Friday, August 25, 2006
U.S. a Step Closer to Eliminating Paper Stock Certificates
FROM SECURITIES INDUSTRY NEWS
August 21, 2006
PAGE ONE
Direct registration affects first-time listers in '07
By Chris Kentouris, Senior International Editor
August 21, 2006 - The U.S. is taking a cue from some foreign markets to cut back on paper stock certificates in circulation. Effective Jan. 1, companies listing for the first time on the New York Stock Exchange, Nasdaq Stock Market, American Stock Exchange and NYSE Arca will have to be eligible for a direct registration system (DRS), operated by the Depository Trust & Clearing Corp. (DTCC), that will enable certificateless transfers. Existing issues would have to permit DRS by Jan. 1, 2008.
"This may not be dematerialization," says John Panchery, VP and managing director of operations and technology at the Securities Industry Association (SIA), referring to the term for removing paper in securities ownership. "But it's the closest we have come to going paperless for several years." In a direct registration system, corporations know exactly who their underlying shareholders are because they are on the books of an issuer or its transfer agent under their own names rather than the name of a financial intermediary, also known as nominee or street name. Shares in DRS-held accounts can be moved among brokers and transfer agents electronically.
However, an estimated 85 percent of stock investors have their certificates in street name. By contrast, all U.S. government securities are now issued in paperless form, as are more than 98 percent of corporate and municipal debt securities. Only in August 2005 did Delaware, where over half of U.S. issuers are incorporated, eliminate its requirement that issuers offer certificates upon request. Arizona followed suit in April, leaving Puerto Rico as the only U.S. jurisdiction still requiring certificates to be issued.
"We have been lobbying the Big Board and other exchanges to require issuers to adopt the DRS option since 2004, but it was not until changes in state legislation that we could move forward," says Lawrence Morillo, managing director of Bank of New York's Pershing clearing division and head of the SIA's operations, legal and regulatory committee.

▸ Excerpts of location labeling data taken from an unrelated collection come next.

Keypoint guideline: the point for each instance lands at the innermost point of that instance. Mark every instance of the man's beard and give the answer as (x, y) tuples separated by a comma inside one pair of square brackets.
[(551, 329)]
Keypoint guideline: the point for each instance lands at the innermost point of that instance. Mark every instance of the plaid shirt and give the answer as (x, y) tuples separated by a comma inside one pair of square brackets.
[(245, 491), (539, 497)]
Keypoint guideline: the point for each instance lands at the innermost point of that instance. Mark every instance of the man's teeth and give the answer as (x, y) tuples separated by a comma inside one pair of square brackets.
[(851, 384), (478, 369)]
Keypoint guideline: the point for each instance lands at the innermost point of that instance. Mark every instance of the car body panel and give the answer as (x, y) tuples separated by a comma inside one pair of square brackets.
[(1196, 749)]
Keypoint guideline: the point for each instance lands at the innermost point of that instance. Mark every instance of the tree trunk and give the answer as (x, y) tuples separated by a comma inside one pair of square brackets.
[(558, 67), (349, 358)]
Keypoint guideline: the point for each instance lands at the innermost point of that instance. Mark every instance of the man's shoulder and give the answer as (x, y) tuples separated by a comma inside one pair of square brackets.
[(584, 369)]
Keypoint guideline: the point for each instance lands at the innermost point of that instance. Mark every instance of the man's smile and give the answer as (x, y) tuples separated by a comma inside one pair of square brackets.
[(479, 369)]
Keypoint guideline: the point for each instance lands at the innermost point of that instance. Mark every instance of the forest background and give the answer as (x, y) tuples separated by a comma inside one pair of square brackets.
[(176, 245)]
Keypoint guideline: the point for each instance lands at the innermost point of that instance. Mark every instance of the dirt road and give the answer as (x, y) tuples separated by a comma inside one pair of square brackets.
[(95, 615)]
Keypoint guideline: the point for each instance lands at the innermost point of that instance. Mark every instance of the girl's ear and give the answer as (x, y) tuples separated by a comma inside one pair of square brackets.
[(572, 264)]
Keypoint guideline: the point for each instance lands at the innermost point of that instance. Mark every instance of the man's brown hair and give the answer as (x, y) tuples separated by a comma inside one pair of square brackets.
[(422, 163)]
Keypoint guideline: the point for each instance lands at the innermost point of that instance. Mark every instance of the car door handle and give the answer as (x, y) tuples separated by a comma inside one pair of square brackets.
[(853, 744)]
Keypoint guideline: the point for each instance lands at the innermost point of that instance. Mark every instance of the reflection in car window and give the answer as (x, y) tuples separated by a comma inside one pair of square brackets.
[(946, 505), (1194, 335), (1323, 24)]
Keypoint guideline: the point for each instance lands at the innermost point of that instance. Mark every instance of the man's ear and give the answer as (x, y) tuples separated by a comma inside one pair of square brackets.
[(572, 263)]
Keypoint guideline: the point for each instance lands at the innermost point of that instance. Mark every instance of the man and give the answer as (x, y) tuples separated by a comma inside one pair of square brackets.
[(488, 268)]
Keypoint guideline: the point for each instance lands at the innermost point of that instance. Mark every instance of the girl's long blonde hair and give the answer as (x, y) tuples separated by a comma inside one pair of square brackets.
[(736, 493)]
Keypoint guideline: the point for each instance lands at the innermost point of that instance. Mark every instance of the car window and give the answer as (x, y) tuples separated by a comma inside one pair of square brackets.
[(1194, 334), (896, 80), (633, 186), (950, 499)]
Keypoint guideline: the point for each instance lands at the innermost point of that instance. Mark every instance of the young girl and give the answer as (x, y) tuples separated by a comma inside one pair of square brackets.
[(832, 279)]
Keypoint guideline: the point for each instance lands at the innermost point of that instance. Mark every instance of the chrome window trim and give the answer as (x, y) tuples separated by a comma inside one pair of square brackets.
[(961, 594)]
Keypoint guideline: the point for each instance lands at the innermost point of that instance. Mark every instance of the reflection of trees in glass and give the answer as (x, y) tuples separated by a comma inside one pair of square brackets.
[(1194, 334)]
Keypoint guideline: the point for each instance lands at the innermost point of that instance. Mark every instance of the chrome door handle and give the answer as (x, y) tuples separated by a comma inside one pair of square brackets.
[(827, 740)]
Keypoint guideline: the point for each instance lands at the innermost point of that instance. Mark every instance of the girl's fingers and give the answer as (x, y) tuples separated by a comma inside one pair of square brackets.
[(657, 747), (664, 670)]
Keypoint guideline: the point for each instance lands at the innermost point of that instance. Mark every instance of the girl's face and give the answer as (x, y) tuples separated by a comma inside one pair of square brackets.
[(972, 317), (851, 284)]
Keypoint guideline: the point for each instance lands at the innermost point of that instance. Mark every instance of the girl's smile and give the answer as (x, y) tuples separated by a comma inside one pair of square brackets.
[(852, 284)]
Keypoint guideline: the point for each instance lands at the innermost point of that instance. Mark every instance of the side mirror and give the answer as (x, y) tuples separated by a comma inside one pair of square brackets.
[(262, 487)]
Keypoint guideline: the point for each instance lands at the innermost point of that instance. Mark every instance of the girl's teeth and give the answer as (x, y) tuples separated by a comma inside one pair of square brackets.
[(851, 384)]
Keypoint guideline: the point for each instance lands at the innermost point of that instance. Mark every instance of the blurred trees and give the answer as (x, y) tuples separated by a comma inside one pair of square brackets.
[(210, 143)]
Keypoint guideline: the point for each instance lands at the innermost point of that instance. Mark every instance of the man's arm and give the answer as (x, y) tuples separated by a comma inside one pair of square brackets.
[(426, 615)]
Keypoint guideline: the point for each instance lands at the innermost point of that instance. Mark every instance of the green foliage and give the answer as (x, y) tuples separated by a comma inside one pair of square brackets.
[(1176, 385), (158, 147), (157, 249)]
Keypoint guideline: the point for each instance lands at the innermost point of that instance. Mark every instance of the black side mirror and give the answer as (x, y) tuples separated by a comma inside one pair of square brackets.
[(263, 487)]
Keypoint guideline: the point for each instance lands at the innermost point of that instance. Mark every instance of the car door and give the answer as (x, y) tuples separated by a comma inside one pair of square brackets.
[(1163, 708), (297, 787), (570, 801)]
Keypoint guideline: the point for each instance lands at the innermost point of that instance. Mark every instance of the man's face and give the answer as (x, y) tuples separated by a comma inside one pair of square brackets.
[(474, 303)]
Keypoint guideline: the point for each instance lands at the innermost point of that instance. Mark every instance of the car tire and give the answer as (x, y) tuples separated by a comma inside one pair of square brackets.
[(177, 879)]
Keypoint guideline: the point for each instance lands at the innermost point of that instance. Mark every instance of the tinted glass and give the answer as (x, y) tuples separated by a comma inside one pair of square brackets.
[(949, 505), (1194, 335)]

Issuers, transfer agents and broker-dealers have their work cut out to prepare for DRS. Issuers need to notify their shareholders, and some may have to change their bylaws. Transfer agents will have to participate in the DRS Profile service of DTCC's Depository Trust Co. (DTC) subsidiary. Agents complain they do not have the technological wherewithal to do so and are not certain that they can pass along the costs to smaller issuers that use them. However, larger agents see an opportunity.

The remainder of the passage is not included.